Ils nous l’avaient expliqué dans leur interview mais nous avions tout de même eu un peu de mal à les croire : dans leur propre pays, la Norvège, Flunk, c’est que dalle, peau de zob.
Nous sommes donc allés voir par nous-mêmes et nous pouvons désormais vous le confirmer. Tout est vrai. Là-bas, Flunk n’existe pas. Les albums sont introuvables chez les disquaires qui respirent encore et nos potes pourtant locaux nous regardent avec de grands yeux ronds et incrédules lorsque nous évoquons le nom de ce groupe de Oslo. On aura beau nous expliquer que « nul n’est prophète dans son pays », on imagine qu’il aura fallu pas mal de volonté à Flunk pour entamer sa onzième année d’existence et sortir un sixième album au nom évocateur de Lost Causes.
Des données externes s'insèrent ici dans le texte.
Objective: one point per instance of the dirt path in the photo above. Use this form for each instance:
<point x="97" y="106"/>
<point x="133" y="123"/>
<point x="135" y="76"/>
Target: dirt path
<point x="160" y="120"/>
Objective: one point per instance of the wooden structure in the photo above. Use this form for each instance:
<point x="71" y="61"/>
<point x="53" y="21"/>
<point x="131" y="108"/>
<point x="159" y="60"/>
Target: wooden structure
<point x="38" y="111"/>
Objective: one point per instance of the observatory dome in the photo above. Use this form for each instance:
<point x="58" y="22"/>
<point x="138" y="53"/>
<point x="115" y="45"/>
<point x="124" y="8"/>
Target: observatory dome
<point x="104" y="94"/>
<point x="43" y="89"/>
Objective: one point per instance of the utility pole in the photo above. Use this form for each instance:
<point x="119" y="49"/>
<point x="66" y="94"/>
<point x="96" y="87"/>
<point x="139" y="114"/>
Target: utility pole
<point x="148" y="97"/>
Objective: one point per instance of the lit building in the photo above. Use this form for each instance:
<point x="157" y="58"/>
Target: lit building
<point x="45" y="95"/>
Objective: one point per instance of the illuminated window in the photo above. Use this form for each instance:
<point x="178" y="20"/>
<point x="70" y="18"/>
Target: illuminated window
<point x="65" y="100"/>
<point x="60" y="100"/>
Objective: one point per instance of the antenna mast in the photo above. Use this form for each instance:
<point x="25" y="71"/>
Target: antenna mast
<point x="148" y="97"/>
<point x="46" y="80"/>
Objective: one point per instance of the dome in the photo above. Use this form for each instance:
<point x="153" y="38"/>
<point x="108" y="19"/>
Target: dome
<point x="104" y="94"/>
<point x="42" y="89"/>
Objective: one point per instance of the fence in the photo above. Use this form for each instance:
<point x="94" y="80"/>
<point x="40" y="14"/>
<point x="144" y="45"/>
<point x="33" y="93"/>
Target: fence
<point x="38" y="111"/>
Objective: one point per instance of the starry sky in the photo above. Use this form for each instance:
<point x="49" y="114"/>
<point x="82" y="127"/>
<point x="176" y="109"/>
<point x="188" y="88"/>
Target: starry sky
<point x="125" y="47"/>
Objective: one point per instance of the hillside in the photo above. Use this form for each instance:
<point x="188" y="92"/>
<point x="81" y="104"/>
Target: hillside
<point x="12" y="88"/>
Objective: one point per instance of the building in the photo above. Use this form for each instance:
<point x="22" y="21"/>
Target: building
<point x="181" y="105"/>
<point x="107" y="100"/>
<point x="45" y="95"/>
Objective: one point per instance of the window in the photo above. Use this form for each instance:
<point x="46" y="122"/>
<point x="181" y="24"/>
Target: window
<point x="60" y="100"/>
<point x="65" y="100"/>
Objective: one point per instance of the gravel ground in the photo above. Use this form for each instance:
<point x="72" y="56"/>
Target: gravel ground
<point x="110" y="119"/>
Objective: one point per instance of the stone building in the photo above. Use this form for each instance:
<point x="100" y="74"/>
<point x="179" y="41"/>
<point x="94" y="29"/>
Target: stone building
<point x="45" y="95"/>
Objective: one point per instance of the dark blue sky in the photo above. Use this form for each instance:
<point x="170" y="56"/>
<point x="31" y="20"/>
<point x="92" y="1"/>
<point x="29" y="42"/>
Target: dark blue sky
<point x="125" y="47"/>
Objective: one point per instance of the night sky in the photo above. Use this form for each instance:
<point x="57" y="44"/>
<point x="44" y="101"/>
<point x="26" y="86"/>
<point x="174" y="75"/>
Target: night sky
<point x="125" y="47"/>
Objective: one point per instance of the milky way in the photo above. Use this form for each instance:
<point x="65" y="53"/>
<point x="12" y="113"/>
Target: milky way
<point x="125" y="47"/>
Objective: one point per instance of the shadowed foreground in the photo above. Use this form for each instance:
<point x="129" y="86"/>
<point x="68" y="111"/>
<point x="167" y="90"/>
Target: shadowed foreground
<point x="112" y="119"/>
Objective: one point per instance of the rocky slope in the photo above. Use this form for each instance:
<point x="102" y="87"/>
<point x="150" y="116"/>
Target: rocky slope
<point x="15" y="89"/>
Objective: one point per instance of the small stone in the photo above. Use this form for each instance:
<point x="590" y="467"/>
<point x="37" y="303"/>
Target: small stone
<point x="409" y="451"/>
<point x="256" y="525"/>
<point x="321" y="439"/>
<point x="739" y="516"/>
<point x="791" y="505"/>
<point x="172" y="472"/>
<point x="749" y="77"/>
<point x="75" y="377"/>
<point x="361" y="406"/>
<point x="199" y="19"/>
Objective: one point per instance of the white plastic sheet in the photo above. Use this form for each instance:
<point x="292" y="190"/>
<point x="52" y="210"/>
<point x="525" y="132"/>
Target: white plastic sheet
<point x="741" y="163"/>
Avec un tel titre, il peut sembler étrange d’entendre la galette débuter avec ce qui est sans doute le morceau le plus revendicatif du répertoire du groupe: « Queen of the Underground », dont on vous avait déjà écrit tout le bien qu’on en pensait ; chanson de fin du monde, glacée en surface comme une nuit d’hiver scandinave, passion bouillonnante à l’intérieur, prête à exploser. A peine le temps de se demander si ce morceau précède une déclaration de guerre que l’on se laisse surprendre par « Sanctuary », douce déclaration d’amour et naturelle à la naïveté lumineuse. On retrouve avec plaisir la mélancolie de la voix de Anja Øyen Vister dérivant encore et toujours entre sensualité et innocence comme sur l’étrangement sexy et facétieux « Bummed », (« I said Yes I am impressed but I am still dressed« ), juste assez aérienne sur « Primer », hantée sur le superbe titre éponyme de l’album, toutes en connivences et confidences sur la mélodie en délicatesses de « As If You Didn’t Already Know » pour conclure. Tout en s’intégrant à l’équation Lost Causes, seul « Awkward » et le morceau d’ouverture sèment un trouble bienvenu sur un disque homogène offrant une séduisante, élégante et irrésistible sérénité sur laquelle fond même la voix tremblante au parfum alcoolisé de Ulf Nygaard sur « Subway (J’aime la Pluie d’été) ».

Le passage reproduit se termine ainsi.